Tedavi için Neler Yapılabilir?
Hemofili olan bireyde bulunmayan Faktör adlı proteinlerin veya bunların benzerlerinin kullanılmasıyla tedavi edilir. Başlangıçta sağlıklı insanlardan toplanan kanlardan elde edilen ve enfeksiyon bulaşması riskine karşı virüs tarama testleri ile güvenli hale getirilen faktör konsantreleri kullanılırken; sonraki yıllarda bilimsel ve teknolojik gelişmeler sonucu laboratuvarlarda üretilen rekombinant faktör preparatları kullanıma girmiştir. Bu ürünler sentetik olarak elde edildiği için tüm virüs içermezler. Son birkaç yıldır eksik olan faktörlere benzer özellik gösteren veya pıhtılaşmayı durdurmak için kullanılan proteinleri etkisiz hale getiren sentetik ürünlerin cilt altına uygulanmasıyla tedavide yeni bir çığır açılmıştır. Böylece tedavi için damar içi uygulama zorluğu ortadan kalkmakta ayrıca daha uzun süre kanama kontrolü elde edilebilmektedir.

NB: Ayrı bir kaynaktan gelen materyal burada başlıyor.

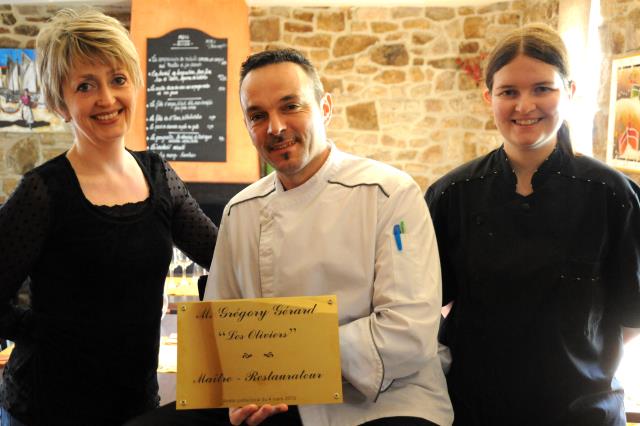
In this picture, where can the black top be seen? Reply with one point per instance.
(542, 285)
(87, 350)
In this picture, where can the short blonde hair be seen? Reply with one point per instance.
(81, 34)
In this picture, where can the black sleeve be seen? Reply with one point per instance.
(193, 232)
(623, 261)
(24, 221)
(439, 216)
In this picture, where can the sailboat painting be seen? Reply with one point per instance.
(22, 107)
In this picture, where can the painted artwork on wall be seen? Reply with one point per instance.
(623, 140)
(22, 106)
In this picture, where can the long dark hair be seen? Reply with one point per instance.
(537, 41)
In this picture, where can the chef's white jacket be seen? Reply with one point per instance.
(334, 235)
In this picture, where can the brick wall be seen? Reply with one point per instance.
(399, 94)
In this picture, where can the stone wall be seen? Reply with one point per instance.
(619, 35)
(399, 94)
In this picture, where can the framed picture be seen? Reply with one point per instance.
(22, 108)
(623, 136)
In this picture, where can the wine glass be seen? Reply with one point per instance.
(183, 261)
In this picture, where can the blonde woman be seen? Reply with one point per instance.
(93, 228)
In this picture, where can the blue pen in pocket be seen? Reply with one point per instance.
(396, 233)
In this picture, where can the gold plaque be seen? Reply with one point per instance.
(258, 351)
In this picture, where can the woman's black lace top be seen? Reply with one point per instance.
(86, 350)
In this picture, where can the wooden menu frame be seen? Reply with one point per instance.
(227, 19)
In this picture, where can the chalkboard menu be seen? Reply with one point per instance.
(187, 96)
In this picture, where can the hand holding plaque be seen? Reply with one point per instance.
(258, 351)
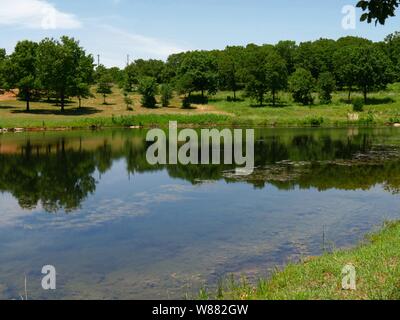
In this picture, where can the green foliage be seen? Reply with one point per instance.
(276, 74)
(186, 104)
(166, 95)
(378, 10)
(197, 72)
(20, 70)
(229, 69)
(326, 85)
(316, 56)
(301, 85)
(148, 88)
(256, 72)
(315, 121)
(62, 66)
(104, 82)
(358, 105)
(128, 102)
(372, 69)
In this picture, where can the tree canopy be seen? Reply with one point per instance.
(378, 10)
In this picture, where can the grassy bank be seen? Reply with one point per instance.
(377, 262)
(383, 108)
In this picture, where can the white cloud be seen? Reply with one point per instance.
(35, 14)
(113, 44)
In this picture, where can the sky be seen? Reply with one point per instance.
(157, 28)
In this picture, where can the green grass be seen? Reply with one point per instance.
(377, 263)
(383, 108)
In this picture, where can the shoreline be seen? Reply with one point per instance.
(192, 121)
(376, 261)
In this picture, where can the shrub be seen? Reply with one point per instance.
(358, 105)
(166, 95)
(186, 103)
(198, 99)
(129, 103)
(315, 121)
(301, 84)
(326, 85)
(148, 88)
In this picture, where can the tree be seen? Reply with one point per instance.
(58, 66)
(21, 71)
(255, 72)
(378, 10)
(229, 64)
(392, 47)
(130, 77)
(198, 72)
(149, 68)
(2, 66)
(148, 88)
(326, 85)
(81, 87)
(288, 50)
(104, 82)
(276, 75)
(128, 101)
(316, 56)
(345, 62)
(301, 84)
(166, 95)
(373, 69)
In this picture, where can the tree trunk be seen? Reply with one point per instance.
(62, 96)
(28, 98)
(365, 95)
(273, 98)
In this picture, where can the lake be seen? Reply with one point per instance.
(115, 227)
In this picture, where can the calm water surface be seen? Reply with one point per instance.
(116, 227)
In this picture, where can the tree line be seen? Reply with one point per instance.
(61, 69)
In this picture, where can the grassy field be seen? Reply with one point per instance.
(383, 108)
(377, 263)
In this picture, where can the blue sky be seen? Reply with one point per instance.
(157, 28)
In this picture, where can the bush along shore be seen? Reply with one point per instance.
(377, 275)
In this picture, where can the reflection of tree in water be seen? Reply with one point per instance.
(60, 177)
(57, 178)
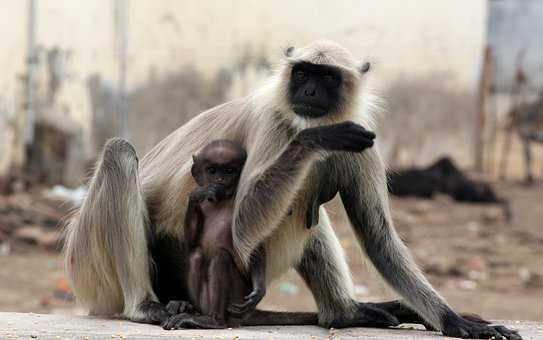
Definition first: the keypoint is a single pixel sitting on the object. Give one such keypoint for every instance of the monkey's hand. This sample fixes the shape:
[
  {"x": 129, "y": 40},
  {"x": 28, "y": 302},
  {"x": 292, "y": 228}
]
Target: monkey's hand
[
  {"x": 239, "y": 310},
  {"x": 462, "y": 327},
  {"x": 346, "y": 136}
]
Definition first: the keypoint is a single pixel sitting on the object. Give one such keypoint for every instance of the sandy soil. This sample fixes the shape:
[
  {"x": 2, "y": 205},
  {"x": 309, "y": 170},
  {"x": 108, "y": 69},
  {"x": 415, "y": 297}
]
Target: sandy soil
[{"x": 474, "y": 258}]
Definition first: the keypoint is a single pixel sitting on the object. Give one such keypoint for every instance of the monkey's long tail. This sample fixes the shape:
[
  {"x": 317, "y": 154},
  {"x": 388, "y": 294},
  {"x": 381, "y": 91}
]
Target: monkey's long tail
[{"x": 272, "y": 318}]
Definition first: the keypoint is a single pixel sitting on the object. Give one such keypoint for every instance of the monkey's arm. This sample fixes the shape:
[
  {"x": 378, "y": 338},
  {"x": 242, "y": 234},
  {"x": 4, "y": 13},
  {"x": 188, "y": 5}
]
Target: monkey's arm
[
  {"x": 257, "y": 271},
  {"x": 365, "y": 197},
  {"x": 265, "y": 195},
  {"x": 194, "y": 217}
]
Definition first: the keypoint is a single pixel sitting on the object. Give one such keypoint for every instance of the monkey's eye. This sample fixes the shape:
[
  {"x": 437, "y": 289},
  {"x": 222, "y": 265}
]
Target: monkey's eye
[{"x": 329, "y": 78}]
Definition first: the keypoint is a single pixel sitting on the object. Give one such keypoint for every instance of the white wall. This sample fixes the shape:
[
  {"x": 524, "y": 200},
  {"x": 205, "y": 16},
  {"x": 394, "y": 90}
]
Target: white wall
[{"x": 405, "y": 40}]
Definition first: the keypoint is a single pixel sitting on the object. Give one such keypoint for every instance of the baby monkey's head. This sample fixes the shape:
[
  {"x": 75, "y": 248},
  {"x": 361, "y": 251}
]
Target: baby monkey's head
[{"x": 218, "y": 166}]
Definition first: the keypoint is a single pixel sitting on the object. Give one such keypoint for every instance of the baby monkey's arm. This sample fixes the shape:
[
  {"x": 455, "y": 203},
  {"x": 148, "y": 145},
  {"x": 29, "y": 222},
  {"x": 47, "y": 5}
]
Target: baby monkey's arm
[{"x": 257, "y": 270}]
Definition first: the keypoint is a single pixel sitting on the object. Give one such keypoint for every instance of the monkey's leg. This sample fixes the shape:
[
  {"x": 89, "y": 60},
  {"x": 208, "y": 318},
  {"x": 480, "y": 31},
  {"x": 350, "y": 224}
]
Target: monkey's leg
[
  {"x": 212, "y": 292},
  {"x": 257, "y": 271},
  {"x": 324, "y": 269},
  {"x": 106, "y": 247}
]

Ayrıca doğuştan bozuk olan faktör 8 veya 9 geninin değiştirilmesi, onarılması olarak adlandırılan Gen Tedavilerinin de klinik araştırmaları tamamlanmak üzeredir. Tedavide kullanılan seçeneklerin tümü ülkemizde üretilmediği için ithal edilmektedir. Bu yüksek maliyetlerin karşılanmasını gerektirmektedir. Ayrıca zaman zaman ürün temininde aksamalara neden olabilmektedir.